Hi,
with this, I wanted to share our tool and gather some feedback. It is about the deployment of TinyML models on tiny microcontrollers.
Motivation
For tiny microcontrollers, we did not find a backend for TVM that provides a suitable deployment method. The closest candidate we found would be the standalone C runtime, but this one still spends a lot of computation time and code size on JSON parsing and requires dynamic memory allocation.

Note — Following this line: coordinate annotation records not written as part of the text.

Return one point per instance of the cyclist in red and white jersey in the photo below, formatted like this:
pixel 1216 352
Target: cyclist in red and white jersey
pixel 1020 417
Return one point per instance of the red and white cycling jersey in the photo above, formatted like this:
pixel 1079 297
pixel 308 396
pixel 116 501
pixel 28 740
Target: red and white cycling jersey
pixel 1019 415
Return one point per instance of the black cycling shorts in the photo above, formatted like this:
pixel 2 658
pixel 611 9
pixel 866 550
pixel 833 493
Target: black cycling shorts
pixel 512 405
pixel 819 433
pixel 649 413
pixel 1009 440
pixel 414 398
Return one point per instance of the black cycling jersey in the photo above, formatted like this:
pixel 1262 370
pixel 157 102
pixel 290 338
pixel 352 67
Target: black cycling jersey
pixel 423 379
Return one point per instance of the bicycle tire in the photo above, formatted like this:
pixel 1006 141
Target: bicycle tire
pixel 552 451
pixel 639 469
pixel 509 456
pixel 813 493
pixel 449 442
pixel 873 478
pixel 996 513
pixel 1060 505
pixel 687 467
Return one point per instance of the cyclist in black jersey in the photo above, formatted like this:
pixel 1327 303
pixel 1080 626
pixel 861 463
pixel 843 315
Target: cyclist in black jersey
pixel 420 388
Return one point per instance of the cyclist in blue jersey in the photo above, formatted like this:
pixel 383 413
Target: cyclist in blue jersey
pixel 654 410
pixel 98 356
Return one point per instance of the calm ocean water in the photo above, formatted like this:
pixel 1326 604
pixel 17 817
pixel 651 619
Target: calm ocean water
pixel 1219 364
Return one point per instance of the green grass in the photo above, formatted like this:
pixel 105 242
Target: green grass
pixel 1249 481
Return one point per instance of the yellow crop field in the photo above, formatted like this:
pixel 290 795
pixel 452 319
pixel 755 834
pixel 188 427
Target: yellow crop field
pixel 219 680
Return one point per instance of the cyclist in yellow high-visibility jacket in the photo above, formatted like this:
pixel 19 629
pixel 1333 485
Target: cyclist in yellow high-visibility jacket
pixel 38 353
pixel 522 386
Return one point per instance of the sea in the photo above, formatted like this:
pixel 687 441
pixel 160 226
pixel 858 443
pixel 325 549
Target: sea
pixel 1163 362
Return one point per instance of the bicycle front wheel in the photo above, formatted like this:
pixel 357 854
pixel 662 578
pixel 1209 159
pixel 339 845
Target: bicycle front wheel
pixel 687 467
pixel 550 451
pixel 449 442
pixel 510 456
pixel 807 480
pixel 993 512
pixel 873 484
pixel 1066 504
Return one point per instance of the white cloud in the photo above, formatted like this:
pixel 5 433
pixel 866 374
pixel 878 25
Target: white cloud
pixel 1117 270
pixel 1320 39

As far as I understand the long-term goal to solve this issue is to develop an “Ahead-of-time compiler” that, at its core, does basically the same as my tool, but it shall be more integrated into the whole TVM flow. However, until it is ready, we believe our solution can work as a substitute.
Description
The tool requires the outputs from the relay.build
command (graph.json, params.bin, kernels.c) and generates a C source file that is able to statically execute the model without any additional TVM runtime. The final deployable code will therefore just be the optimized kernels.c from TVM, the generated calling code that executes these kernels in the correct order, and some top-level code to use the model. This makes the deployment very efficient in terms of computation time and memory usage.
Results
The complete flow was deployed and simulated with a few models on RISC-V “rv32gc” with our simulator ETISS
Variants:
- TFLMCompiler: Our “TensorFlow Lite for Microcontrollers” flow with a similar approach for code generation of static inference code that avoids the TFLM interpreter (Link limit reached, it is on GitHub: cpetig/tflite_micro_compiler).
- µTVM: The default µTVM flow, with some added automation for the deployment, see
examples/codegen.py
. - TVMCodeGen: This tool.
We can see that TVM produces much better kernels than TFLite Micro, but for very small models, the runtime overheads hurts quite a bit. With our code generator, the overhead is eliminated and we get the best numbers that we could produce so far.